About two months ago, I read a short piece in a sustainability newsletter from The Wall Street Journal. It's hard for me to believe that every ambitious person in the ad industry doesn't read the Journal. I know its politics are to the right of Atilla the Hun, but the Journal provides so much useful information that it makes you a better creative and of more value to clients. 

I can't tell you how often I hear, from Fortune 500 clients, "we don't know what to do. But you'll figure it out. You know everything." That's in large measure because I read the Journal.

When I was a boy in the business, the Journal had a long-running ad campaign in which they profiled creative stars. They were mostly male in those days, sorry for what looks like a trumpian selection. 


The point of these profiles was that everyone of these luminaries (the people I aspired to work for and become) said why they read the Journal. I took that to heart. Just like a golfer might switch to a new kind of putter if a great pro does, I took the advice of the successful, and have been reading the paper for almost half-a-century.

Back to the sustainability newsletter I mentioned above and the primary point of this post. The newsletter profiles Yishan Wong, former Reddit CEO and former director of engineering at Facebook. 

Back in 2017, from his estate in Hawaii, Wong decided to turn his talents to fighting climate change. He started a company called Terraformation. Their goal is to plant one trillion trees. That's 1,000,000,000,000 trees. Those trees, and three billiion acres of woodlands reforested would begin a carbon accelerator. (For scale, the entire US is "only" 2.3 billion acres.)

But here's the phrase that pays. The phrase the ad industry could learn from. I write this even though seven of GeorgeCo., LLC, a Delaware Company's ten largest clients are in the technology business.

Wong looked at every climate change proposal ever made. He concluded, "
a high-tech approach would generate more problems than it solved."

He said,“Silicon Valley is great at marketing, and they make it sound like new tech is awesome, but really no one hates technology more than a technologist because in the lab when it is half formed it breaks all the time. So you want a very low-tech, reliable solution."

The last 25 years of my benighted career the ad industry has chased after tech solutions. Ads people would interact with. Customizable ads. Always on ads. AI-derived ads. 

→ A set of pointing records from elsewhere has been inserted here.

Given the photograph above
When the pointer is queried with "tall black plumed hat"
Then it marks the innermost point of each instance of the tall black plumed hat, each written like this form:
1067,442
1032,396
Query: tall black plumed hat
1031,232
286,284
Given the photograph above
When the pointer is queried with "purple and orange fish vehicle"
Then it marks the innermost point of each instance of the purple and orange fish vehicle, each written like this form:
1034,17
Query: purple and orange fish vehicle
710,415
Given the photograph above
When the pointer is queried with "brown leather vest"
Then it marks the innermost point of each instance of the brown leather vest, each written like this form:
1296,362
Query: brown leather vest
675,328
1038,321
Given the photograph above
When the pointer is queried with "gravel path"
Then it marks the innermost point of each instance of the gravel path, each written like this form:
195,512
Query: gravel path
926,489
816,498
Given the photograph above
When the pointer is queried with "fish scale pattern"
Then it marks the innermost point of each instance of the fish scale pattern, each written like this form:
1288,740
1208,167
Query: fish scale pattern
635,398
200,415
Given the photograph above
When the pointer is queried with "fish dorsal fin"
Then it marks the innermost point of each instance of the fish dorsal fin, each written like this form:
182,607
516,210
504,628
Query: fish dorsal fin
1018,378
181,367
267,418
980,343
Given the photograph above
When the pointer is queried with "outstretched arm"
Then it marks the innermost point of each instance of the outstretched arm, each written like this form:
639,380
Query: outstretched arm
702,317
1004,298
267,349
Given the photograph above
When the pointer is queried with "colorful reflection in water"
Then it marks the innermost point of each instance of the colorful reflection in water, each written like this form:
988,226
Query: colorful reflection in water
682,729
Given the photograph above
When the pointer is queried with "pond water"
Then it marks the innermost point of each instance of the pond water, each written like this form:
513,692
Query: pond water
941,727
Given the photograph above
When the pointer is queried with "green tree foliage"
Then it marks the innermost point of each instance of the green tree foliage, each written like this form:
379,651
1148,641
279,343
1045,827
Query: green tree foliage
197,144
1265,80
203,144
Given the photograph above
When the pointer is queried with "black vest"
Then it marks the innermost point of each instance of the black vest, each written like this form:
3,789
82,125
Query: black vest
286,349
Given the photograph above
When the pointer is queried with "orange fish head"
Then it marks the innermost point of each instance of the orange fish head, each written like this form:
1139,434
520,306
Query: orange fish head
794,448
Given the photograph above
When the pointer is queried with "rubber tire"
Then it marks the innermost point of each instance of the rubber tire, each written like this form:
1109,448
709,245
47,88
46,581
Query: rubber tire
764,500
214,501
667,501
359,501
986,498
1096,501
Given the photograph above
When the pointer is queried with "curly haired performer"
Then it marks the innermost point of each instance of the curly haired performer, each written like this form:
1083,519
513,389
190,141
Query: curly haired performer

All any of those tech solutions have done is alienate viewers, decrease effectiveness and destroy our industry. 


The other night I watched this 73-year-old clip of Buster Keaton and Charlie Chaplin from Chaplin's 1952 movie "Limelight."

It's a good example of a "very low-tech, reliable solution." No special effects. No laugh track. No AI. Just old pros doing things that have made humans laugh since about the beginning of time.

What if advertising went back to the things that made humans interested? Real comedy? Real emotion? Important information? What if instead of chasing people we provided value, so we would be welcomed?

What if advertising made people laugh? What if it afflicted the comfortable and comforted the afflicted? What if it treated people with respect? What if it helped them buy?

All "very low-tech, reliable solution(s)."